When I first read this book I felt very positive about all these questions. “Yes”, “yes”, and “yes”, and “when can I start?” This time, however, I have come to look at it differently. The pilgrim started from chanting in his mind then, for better control, progressed to chanting orally, then to chanting on beads, and we will not talk about what happened next yet. The goal, however, had already been declared – to transfer the prayer from his lips to his heart. This is what I cannot wholeheartedly agree with today.

Not that I have something against chanting in the heart or that we don’t have examples of that in our tradition, but there is something special in the audible form of the Holy Name. To me, today, it looks like a superior form to the Holy Name in one’s heart. Sure, it’s the same name, but the level of its presence is different. “Sound” in Vedic science is not sound per se but the idea of a thing itself. The concept of the thing which can be distinguished from concepts of other things. You might look at something and recognize it and this recognition demonstrates the presence of a distinct idea and, therefore, the presence of sound. You just looked at something and sound is already there. That’s how the Holy Name exists inside one’s heart and it’s even subtler than sound, subtler than any images or conceptions we have in our consciousness. And then this Holy Name gradually manifests itself, appearing in the heart, in one’s intelligence, in one’s mind, and, ultimately, as sound as a sensory object. We can hear it with our ears and we can produce it with our tongues. This appearance is Holy Name’s gracious mercy and I can’t think of a reason to reject it and go seek it inside the heart again.
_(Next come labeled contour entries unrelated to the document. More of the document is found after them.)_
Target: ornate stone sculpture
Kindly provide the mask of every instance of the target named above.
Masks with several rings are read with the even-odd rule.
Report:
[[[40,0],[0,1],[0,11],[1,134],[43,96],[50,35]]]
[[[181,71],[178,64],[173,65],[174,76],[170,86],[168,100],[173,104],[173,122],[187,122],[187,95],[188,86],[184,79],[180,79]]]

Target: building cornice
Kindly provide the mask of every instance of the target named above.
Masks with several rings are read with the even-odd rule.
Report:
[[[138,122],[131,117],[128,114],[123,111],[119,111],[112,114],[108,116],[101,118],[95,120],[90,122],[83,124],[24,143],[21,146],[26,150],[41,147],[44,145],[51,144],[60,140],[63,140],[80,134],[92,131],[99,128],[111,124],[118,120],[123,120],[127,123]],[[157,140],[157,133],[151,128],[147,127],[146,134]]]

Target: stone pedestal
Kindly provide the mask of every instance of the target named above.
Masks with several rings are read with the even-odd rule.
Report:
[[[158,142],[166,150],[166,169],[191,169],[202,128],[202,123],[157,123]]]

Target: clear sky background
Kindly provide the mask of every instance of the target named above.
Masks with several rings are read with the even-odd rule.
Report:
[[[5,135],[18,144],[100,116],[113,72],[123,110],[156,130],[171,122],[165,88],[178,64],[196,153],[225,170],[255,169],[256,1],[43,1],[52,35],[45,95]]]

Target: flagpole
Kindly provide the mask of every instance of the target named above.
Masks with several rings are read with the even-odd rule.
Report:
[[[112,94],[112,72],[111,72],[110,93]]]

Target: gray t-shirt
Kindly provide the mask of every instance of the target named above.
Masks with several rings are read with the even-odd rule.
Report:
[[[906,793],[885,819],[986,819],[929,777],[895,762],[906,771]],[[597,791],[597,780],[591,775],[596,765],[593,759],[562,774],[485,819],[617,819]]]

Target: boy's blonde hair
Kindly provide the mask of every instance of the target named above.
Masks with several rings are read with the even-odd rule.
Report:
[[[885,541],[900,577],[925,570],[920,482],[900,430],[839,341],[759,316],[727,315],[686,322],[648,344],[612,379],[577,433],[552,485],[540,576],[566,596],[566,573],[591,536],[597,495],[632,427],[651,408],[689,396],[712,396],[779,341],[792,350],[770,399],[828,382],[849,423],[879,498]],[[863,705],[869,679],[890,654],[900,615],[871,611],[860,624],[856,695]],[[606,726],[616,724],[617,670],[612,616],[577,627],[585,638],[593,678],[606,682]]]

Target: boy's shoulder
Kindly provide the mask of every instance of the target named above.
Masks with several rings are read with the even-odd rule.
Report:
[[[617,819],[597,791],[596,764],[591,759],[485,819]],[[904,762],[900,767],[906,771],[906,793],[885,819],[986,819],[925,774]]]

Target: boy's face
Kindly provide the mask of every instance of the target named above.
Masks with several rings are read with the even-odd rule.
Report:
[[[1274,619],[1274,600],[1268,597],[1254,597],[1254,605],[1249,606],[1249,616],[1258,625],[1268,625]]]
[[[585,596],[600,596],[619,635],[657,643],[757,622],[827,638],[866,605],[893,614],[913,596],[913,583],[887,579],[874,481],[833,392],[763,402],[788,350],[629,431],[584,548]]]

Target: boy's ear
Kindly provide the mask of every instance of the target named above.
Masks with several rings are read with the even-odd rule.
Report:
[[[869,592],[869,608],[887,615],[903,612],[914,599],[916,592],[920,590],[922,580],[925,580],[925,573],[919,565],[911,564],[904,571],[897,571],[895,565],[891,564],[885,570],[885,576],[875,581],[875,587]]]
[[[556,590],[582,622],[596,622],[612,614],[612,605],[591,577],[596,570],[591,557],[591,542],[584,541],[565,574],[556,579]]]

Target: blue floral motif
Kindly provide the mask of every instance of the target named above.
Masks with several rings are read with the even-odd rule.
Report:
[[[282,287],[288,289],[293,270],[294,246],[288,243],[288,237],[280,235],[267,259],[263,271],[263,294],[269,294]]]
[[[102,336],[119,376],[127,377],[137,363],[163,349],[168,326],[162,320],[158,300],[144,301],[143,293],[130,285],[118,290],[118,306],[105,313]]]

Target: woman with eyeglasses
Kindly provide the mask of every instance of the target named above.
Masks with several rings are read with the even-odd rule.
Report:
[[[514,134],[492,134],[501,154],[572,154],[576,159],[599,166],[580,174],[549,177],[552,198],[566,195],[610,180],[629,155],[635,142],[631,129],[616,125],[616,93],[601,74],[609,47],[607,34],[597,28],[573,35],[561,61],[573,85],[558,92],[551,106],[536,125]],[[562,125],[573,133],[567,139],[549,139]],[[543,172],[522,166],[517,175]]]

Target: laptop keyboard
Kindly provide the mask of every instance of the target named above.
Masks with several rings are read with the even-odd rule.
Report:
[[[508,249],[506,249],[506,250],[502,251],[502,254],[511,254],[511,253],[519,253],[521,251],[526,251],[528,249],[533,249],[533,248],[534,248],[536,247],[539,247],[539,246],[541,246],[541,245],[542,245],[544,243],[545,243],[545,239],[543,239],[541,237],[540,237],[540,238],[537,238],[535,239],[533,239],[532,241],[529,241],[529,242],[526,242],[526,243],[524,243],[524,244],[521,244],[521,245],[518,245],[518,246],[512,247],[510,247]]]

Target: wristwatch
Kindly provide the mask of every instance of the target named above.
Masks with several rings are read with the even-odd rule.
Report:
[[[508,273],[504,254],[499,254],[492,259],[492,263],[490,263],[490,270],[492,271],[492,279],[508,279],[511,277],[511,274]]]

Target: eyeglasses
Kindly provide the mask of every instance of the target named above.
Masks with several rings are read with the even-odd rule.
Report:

When the Holy Name appears it starts dancing on our tongues and, as Rupa Goswami told us, at this moment one wants to have a thousand tongues and millions of ears, so why should we give it up and seek something else? Moreover, when the Holy Name appears on our tongues it rises from the heart anyway so we are not missing anything.

Lord Caitanya brought it to us as a sound vibration. He made a great effort and the Holy Name obliged. And He continues giving us this darsan as “Caitanya” – the giver of the clear consciousness, the one who awakens us to transcendental reality. Why should we turn away from this gift?

In this way we are not in the competition with the pilgrim, we are not trying to escape and to renounce but to bring the Holy Name out into the world. Lord Caitanya thrives there – on the streets, in the sounds, in the dance, and the louder the better.